Хана держится очень прямо и не сводит глаз с Катажины. К блюдам прикасаться брезгует, хотя все выглядит аппетитно, а она голодна. Кто их готовил и как? Как есть вареники с квашеной капустой и грибами? Яков велел не капризничать и есть, как все, но проглотить эти вареники – превыше ее сил: капуста будто гнилая, да еще грибы. А эти бледные клецки тошнотворного цвета, с зернышками мака, похожими на червячков?
Она оживляется, когда подают карпа, не заливного, а запеченного. Запах рыбы мгновенно наполняет комнату, у Ханы слюнки текут. Она не знает, следует ли ждать, пока рыбу положат ей на тарелку, или можно взять самой.
– Ты веди себя как дама, – сказала ей недавно Коссаковская. – Не церемонься. Ты – та, кем себя считаешь. А ты ведь себя считаешь дамой, верно? Ты – жена Якова Франка, а не какого-нибудь там Ицека, понимаешь? Таким, как ты, не пристало играть во все эти игры. Выше голову. Вот так, – сказав это, Катажина задирает нос и шлепает Хану по попе.
Теперь Катажина уговаривает ее попробовать рождественские блюда. В третьем лице Коссаковская говорит о Хане «ясновельможная госпожа Франк», но к ней самой обращается «милочка». Хана доверчиво смотрит на нее и, отвернувшись от вареников, тянется к карпу. Накладывает себе огромный кусок с подгоревшей корочкой. Коссаковская удивленно хлопает ресницами, но все заняты беседой, никто на них не смотрит.

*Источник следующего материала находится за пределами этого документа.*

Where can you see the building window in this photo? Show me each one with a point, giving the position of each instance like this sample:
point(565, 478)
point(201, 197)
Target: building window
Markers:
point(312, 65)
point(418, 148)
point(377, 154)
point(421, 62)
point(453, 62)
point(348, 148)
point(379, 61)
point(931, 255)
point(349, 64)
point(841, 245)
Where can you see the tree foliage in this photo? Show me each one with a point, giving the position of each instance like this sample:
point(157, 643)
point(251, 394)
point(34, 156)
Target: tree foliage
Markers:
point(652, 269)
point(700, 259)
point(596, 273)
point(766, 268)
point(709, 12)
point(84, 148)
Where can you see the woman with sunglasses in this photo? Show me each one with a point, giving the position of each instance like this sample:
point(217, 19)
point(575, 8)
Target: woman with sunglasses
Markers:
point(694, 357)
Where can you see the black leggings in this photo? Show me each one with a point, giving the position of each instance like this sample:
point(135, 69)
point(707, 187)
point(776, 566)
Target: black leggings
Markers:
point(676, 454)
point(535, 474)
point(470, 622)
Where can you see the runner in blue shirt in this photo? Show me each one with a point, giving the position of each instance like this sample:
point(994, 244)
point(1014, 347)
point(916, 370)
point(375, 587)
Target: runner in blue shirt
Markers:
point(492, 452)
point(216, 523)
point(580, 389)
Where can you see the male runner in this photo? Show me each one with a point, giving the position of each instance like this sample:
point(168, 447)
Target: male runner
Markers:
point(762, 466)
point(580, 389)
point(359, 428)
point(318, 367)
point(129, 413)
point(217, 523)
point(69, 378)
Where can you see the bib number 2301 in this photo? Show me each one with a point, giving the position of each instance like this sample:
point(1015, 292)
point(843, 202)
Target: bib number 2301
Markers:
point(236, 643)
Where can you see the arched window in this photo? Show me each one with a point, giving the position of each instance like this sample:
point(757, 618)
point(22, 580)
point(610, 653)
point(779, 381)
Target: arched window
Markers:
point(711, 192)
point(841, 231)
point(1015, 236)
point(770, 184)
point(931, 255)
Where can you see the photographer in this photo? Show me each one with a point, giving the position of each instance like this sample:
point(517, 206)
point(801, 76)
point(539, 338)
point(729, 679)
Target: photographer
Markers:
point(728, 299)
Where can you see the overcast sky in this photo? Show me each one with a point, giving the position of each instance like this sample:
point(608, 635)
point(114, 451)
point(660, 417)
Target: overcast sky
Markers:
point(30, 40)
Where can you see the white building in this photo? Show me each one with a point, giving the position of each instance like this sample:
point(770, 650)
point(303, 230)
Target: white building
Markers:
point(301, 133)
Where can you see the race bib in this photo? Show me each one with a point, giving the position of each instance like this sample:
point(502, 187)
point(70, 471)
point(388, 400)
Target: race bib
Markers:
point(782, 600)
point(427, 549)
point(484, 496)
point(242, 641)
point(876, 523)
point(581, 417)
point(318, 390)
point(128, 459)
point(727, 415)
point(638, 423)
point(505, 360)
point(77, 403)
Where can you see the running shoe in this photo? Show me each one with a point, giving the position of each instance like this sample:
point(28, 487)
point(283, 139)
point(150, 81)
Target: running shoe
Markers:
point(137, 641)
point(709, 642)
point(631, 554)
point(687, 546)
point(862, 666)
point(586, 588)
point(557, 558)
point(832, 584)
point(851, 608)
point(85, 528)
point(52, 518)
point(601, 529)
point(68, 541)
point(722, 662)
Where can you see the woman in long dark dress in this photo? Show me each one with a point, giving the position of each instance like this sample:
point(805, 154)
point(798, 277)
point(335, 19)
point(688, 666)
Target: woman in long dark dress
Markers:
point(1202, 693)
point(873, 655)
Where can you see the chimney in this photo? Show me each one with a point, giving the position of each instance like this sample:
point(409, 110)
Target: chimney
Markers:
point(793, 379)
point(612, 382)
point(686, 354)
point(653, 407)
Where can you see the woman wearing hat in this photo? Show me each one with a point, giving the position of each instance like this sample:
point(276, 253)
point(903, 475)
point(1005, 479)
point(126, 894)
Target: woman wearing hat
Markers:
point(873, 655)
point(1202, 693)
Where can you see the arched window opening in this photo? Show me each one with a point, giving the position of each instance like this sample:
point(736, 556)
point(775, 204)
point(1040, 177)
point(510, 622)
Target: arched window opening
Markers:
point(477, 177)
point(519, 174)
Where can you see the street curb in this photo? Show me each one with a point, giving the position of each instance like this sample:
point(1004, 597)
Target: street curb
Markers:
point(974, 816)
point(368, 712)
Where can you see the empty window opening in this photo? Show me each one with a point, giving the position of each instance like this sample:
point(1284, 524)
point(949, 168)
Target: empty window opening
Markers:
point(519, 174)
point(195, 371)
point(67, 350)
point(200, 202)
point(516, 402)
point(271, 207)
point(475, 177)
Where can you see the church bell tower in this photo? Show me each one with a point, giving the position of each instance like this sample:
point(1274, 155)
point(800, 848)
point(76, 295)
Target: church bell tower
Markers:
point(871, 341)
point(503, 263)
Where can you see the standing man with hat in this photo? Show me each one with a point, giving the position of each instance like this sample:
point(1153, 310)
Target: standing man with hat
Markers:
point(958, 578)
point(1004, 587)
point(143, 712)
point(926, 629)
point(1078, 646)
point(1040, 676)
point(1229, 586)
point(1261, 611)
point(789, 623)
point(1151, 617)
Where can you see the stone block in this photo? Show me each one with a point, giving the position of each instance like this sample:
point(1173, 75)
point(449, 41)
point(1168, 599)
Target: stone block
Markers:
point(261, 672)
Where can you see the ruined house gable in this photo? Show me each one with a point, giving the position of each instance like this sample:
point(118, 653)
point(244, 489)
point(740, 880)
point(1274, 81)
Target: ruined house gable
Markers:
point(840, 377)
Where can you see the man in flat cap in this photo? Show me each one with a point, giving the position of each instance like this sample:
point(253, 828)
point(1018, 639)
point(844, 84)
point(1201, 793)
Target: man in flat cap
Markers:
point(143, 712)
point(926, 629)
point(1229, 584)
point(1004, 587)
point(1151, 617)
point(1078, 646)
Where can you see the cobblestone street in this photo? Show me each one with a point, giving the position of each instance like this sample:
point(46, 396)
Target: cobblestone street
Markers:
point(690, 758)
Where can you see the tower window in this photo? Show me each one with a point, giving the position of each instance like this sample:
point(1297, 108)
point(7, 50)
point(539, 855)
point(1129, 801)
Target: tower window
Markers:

Хана взглядывает на Коссаковскую, она собой довольна. Кто эта женщина, которая вечно верховодит, шумная и властная? Говорит громко, басом, может прервать любого, будто право голоса принадлежит только ей, точно так же как земля и привилегии. На ней темно-серое платье с черным кружевом, в одном месте торчит нитка – Агнешка недосмотрела. Нитка вызывает у Ханы отвращение, как и все эти блюда. Да и сама Коссаковская со своей Агнешкой и хромым, горбатым мужем.
Как случилось, что она попала в это заточение, окруженная скользкой любезностью, пересудами по углам, шепотами, которых она не может разобрать? Хана пытается упрятать гневные мысли поглубже, у нее есть такое специальное место, где они мечутся, точно звери в клетке. Она не позволит им выйти наружу, во всяком случае сейчас. Сейчас Хана зависит от этой Коссаковской, и, возможно, та по-своему ей даже нравится, хоть она и брезгует прикосновениями пани Катажины, которая так и норовит похлопать по руке да погладить. Они разлучили Хану со всем, что она знала. Оставили ей только Звежховскую и Павловскую. Она думает о них, не называя имен. Имена в ее голове остались еврейскими. Остальные дожидаются во Львове. Хана плохо говорит, с трудом подбирает слова, этот язык приводит ее в отчаяние: никогда ей его не выучить. Что происходит с Яковом, почему от него никаких вестей? Куда подевался Моливда? Будь он здесь, Хана бы чувствовала себя увереннее. Где все, почему ее отделили от них? Лучше сидеть в закопченной комнате в Иванье, чем в усадьбе Катажины Коссаковской.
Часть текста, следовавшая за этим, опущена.